Malgré les limites évidentes de ce texte, nous ne pouvons qu’exprimer notre véritable solidarité aux « Camarades du Caire » qui ont ainsi répondu à OWS dont la proposition signifiait que le monde capitaliste serait divisé en minimum deux parties, vivant des situations différentes et avec des tâches différentes à assumer : d’un côté le monde « occidental » et riche où les élections et le parlementarisme ne seraient plus à l’ordre du jour, et de l’autre côté les pays « sous-développés » ou le « Tiers-monde » où les tâches des masses prolétariennes seraient de défendre une fraction progressiste de la classe dominante et d’utiliser des moyens d’action bourgeois comme les élections… Cela est bien sûr complètement faux, paternaliste et dégueulasse pour nos frères et sœurs de classe qui dans le monde entier s’affrontent aux mêmes ennemis, à la même oppression, la même exploitation, et qui utilisent les mêmes armes et les mêmes moyens pour révolutionner ce monde, pour abolir cette société de classe.

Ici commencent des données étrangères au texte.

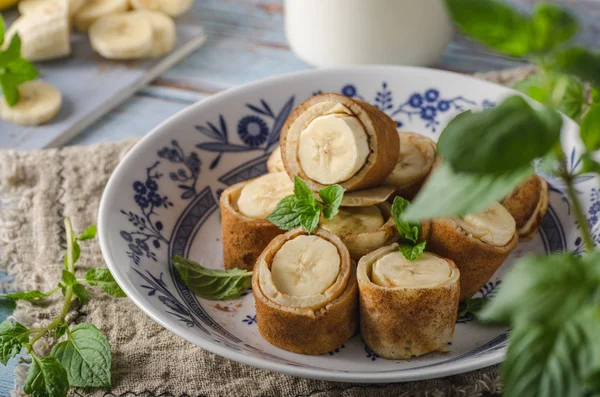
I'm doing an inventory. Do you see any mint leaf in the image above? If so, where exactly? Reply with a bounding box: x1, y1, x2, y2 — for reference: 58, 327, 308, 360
171, 255, 252, 300
532, 3, 579, 53
77, 225, 96, 241
294, 175, 316, 202
0, 320, 29, 365
319, 185, 346, 219
1, 290, 54, 301
23, 355, 69, 397
73, 284, 89, 305
400, 241, 427, 261
267, 196, 300, 230
514, 73, 585, 119
62, 269, 77, 285
502, 308, 600, 397
404, 162, 533, 222
51, 323, 112, 388
437, 96, 562, 173
85, 267, 127, 298
446, 0, 533, 57
552, 47, 600, 86
479, 253, 600, 326
580, 106, 600, 152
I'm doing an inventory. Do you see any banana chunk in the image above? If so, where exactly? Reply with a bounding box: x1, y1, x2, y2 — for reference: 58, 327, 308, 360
371, 251, 452, 288
321, 206, 385, 237
0, 80, 62, 125
237, 172, 294, 219
454, 203, 516, 247
4, 11, 71, 61
134, 10, 177, 57
271, 236, 340, 297
131, 0, 194, 17
298, 114, 370, 185
74, 0, 129, 32
89, 12, 153, 59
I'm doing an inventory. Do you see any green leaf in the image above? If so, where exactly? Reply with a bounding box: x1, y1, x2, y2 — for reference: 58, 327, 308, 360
267, 195, 300, 230
85, 267, 127, 298
532, 3, 579, 53
294, 175, 316, 203
0, 320, 29, 365
446, 0, 533, 57
171, 255, 252, 300
502, 306, 600, 397
62, 269, 77, 285
73, 284, 89, 305
580, 106, 600, 151
404, 163, 533, 222
319, 185, 345, 219
51, 323, 112, 388
2, 290, 54, 301
514, 73, 585, 119
77, 225, 96, 241
479, 253, 600, 326
553, 47, 600, 86
54, 323, 69, 339
23, 355, 69, 397
437, 96, 562, 173
400, 241, 427, 261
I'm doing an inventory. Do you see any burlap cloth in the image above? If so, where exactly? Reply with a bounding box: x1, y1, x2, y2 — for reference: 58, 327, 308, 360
0, 69, 530, 397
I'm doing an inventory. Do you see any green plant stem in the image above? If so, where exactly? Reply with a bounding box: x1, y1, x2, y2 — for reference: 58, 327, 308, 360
27, 217, 75, 356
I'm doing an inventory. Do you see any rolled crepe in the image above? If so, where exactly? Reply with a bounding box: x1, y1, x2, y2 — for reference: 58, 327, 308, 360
252, 229, 358, 354
220, 172, 293, 270
502, 175, 549, 241
321, 202, 399, 260
424, 203, 519, 301
384, 132, 441, 200
281, 93, 400, 192
357, 244, 460, 360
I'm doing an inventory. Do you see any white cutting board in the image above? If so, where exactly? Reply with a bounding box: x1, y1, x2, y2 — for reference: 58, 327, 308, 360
0, 9, 206, 150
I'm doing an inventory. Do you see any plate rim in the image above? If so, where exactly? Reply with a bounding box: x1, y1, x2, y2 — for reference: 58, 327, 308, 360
98, 65, 536, 383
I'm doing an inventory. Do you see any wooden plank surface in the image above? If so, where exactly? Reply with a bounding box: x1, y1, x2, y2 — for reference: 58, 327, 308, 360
0, 0, 600, 397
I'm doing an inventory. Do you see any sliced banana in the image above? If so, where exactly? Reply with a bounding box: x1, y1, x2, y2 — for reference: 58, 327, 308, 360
134, 10, 177, 57
371, 251, 452, 288
298, 114, 370, 185
237, 172, 294, 219
4, 8, 71, 62
321, 205, 385, 237
131, 0, 194, 18
89, 12, 153, 59
74, 0, 129, 32
0, 80, 62, 125
271, 235, 341, 297
454, 203, 516, 247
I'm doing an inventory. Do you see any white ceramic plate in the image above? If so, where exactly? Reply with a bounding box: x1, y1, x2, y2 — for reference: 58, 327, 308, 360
99, 67, 584, 382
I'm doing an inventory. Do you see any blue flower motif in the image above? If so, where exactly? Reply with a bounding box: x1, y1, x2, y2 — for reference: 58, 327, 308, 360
121, 230, 133, 243
238, 116, 269, 148
342, 84, 356, 97
421, 106, 437, 121
408, 93, 423, 108
438, 100, 450, 112
425, 88, 440, 102
133, 194, 150, 209
133, 181, 146, 194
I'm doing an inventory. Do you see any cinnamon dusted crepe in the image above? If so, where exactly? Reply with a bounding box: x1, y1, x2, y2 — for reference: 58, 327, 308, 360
252, 229, 358, 354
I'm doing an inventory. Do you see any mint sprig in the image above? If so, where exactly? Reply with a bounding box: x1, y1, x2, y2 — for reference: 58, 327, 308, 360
267, 176, 345, 233
0, 15, 38, 106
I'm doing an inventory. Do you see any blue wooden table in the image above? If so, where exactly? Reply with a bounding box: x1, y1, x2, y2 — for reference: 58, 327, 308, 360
0, 0, 600, 397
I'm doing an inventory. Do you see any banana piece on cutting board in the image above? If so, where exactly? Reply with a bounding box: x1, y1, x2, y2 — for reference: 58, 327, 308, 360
0, 80, 62, 125
4, 0, 71, 62
131, 0, 194, 17
73, 0, 129, 31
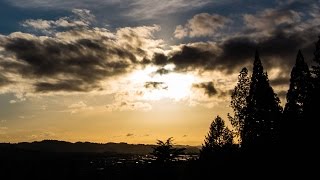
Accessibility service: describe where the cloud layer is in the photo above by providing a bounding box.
[174,13,231,39]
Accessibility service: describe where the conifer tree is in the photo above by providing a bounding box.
[282,50,311,145]
[200,116,233,157]
[242,51,282,149]
[228,68,250,143]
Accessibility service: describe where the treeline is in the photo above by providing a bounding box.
[200,37,320,156]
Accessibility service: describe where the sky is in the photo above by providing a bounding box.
[0,0,320,145]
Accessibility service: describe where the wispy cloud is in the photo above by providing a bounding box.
[174,13,231,39]
[10,0,212,19]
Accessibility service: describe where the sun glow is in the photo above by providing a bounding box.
[130,65,196,101]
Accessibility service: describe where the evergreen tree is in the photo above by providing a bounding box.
[303,36,320,145]
[282,50,311,145]
[228,68,250,143]
[200,116,233,158]
[242,51,282,149]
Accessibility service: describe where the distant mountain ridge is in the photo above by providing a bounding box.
[0,140,200,155]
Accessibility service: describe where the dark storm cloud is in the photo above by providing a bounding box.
[169,25,320,73]
[126,133,134,137]
[0,35,136,92]
[144,81,168,89]
[153,53,168,65]
[193,82,218,97]
[155,68,170,75]
[0,74,11,87]
[270,77,290,86]
[35,80,98,92]
[169,45,216,70]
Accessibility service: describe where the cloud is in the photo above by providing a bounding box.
[243,9,303,34]
[0,73,11,87]
[126,133,134,137]
[21,9,95,34]
[127,0,210,19]
[0,9,163,93]
[68,101,93,114]
[8,0,211,19]
[193,82,218,97]
[0,126,9,135]
[106,101,152,111]
[168,4,320,74]
[174,13,231,39]
[144,81,168,90]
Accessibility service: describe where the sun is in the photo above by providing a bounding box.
[130,65,196,101]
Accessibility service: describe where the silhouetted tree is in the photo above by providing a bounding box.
[242,51,282,149]
[200,116,233,158]
[282,50,311,145]
[304,36,320,148]
[228,68,250,143]
[151,137,185,163]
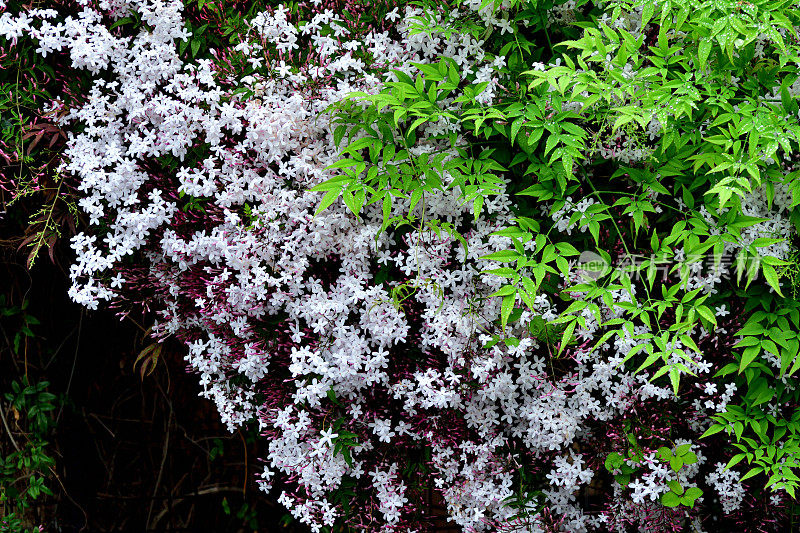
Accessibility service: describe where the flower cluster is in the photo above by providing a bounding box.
[0,0,797,532]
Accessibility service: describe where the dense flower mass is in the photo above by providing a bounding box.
[0,0,800,532]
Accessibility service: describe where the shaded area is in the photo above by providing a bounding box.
[0,243,301,532]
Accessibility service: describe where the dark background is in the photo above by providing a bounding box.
[0,238,303,532]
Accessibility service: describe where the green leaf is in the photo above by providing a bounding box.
[500,291,517,329]
[661,491,681,507]
[667,479,683,496]
[761,264,783,296]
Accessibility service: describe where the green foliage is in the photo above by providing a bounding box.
[315,0,800,507]
[0,378,56,533]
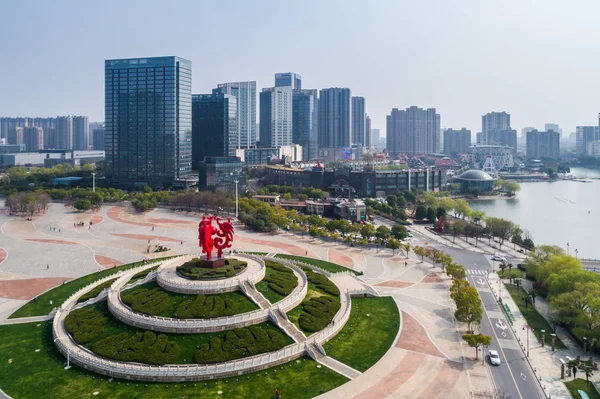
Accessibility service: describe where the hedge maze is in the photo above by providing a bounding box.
[173,294,237,319]
[65,307,108,345]
[177,258,248,280]
[77,278,116,303]
[298,296,341,332]
[92,331,180,364]
[194,326,287,363]
[121,288,172,316]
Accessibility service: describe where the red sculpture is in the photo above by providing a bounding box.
[198,216,233,260]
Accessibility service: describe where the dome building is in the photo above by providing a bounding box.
[456,169,496,194]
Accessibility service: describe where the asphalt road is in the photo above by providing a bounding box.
[400,221,546,399]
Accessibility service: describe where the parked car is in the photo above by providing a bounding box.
[488,350,501,366]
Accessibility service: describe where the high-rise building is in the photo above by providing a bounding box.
[72,116,90,150]
[192,89,238,169]
[260,86,292,147]
[319,87,352,152]
[527,129,560,159]
[56,115,73,150]
[365,115,373,150]
[292,90,319,160]
[371,129,381,148]
[22,126,44,152]
[104,57,192,188]
[275,72,302,90]
[92,127,106,151]
[477,111,517,151]
[386,106,440,155]
[444,127,471,155]
[352,97,366,146]
[575,126,600,156]
[6,126,24,144]
[217,81,256,148]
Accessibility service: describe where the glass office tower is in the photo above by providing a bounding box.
[104,57,192,188]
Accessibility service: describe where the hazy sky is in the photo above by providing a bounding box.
[0,0,600,138]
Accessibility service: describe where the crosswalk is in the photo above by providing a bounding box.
[467,269,490,276]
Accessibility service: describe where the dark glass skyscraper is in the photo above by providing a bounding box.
[292,90,319,160]
[192,89,239,169]
[104,57,192,188]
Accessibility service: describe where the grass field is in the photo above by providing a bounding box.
[504,284,567,349]
[0,322,348,399]
[121,282,258,317]
[275,254,360,275]
[324,297,400,371]
[9,256,170,319]
[565,378,600,399]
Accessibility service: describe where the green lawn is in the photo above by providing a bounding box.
[504,284,567,349]
[121,281,258,317]
[9,256,171,319]
[71,302,293,364]
[324,297,400,372]
[275,254,360,275]
[565,378,600,399]
[0,322,348,399]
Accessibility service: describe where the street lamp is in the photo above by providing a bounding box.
[523,326,533,357]
[54,337,71,370]
[92,173,96,193]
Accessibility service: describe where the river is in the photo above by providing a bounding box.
[470,168,600,259]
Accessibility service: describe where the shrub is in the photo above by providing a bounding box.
[194,326,286,363]
[93,331,180,364]
[65,308,108,345]
[302,266,340,296]
[173,294,237,319]
[77,278,116,303]
[122,288,171,316]
[298,296,341,332]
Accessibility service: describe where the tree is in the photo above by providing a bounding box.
[73,199,92,211]
[360,224,375,239]
[451,285,483,332]
[375,225,398,242]
[390,223,408,240]
[415,205,427,220]
[463,334,492,360]
[413,245,427,263]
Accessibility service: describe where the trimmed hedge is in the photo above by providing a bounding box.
[122,288,171,316]
[301,266,340,296]
[77,278,117,303]
[173,294,237,319]
[298,296,341,332]
[194,326,286,364]
[92,331,180,364]
[264,260,298,296]
[65,307,108,345]
[177,258,248,280]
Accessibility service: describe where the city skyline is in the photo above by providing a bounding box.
[0,1,600,136]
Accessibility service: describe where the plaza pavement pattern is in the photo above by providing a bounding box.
[0,202,490,399]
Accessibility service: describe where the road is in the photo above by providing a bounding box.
[375,218,546,399]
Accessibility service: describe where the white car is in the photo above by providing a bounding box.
[488,350,500,366]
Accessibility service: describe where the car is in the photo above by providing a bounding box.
[492,254,506,262]
[488,350,501,366]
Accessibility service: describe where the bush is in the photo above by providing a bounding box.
[122,288,171,316]
[298,296,341,332]
[65,308,108,345]
[173,294,237,319]
[301,266,340,296]
[194,326,286,363]
[93,331,180,364]
[77,278,117,303]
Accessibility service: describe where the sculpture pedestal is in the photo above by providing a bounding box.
[196,258,225,269]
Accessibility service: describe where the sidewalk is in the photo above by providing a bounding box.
[488,273,577,398]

Mais dès l’élection de l’islamiste Morsi à la présidentielle, il était clairement évident que cette fraction bourgeoise allait très rapidement se discréditer vu l’impossibilité de mener à bien sa tâche essentielle, c’est-à-dire gérer le rapport social capitaliste dans l’intérêt de la classe dominante, et tout à la fois faire semblant de satisfaire les promesses de changements et de « bien-être social » auxquelles quelques millions d’idiots utiles (« le peuple égyptien » travailleur et électeur) ont eu l’illusion de croire. Face aux désillusions, aux baisses de salaires, aux hausses des prix des produits de base, face à la répression toujours plus féroce, le prolétariat a repris son offensive et le président Morsi, à peine élu, s’est vu contesté dans la rue avec autant de force et de détermination que Moubarak le fut quelques mois auparavant…

« Rendre l’affaire non rentable pour les capitalistes »

Le moins que l’on puisse dire concernant l’Égypte, c’est que l’opération de maintien de la paix sociale, qui a consisté à dégager, au bout d’à peine dix-huit jours de manifestations et de grèves prolétariennes, un « dictateur » trop encombrant et incapable de gérer le rapport social capitaliste au mieux des intérêts du business, n’a pas du tout porté ses fruits. Malgré qu’une des premières mesures de rétablissement de l’ordre capitaliste prises par la clique des militaires après la chute de Moubarak, fut l’interdiction des grèves (« qui détruisent le pays » !), nous devons mettre en avant et affirmer que le prolétariat depuis deux années s’est refusé à toute discipline du travail, à tout sacrifice, bref, à sa mesure, il a tenté de « rendre l’affaire non rentable pour les capitalistes », pour paraphraser les camarades du KAPD au début des années ‘20. En octobre dernier, soit quelques semaines à peine après les élections présidentielles, un rapport de la « Banque Mondiale » révèle son « inquiétude » (c’est le moins qu’on puisse dire) face à l’ampleur du mécontentement social en Égypte où plus de 300 grèves sont relevées pour les quinze premiers jours de septembre, dont la plupart dans les secteurs clés de l’économie appartenant à l’armée. En septembre et en octobre, ce sont plus de 2.000 grèves qui sont recensées malgré la répression et la criminalisation des militants ouvriers.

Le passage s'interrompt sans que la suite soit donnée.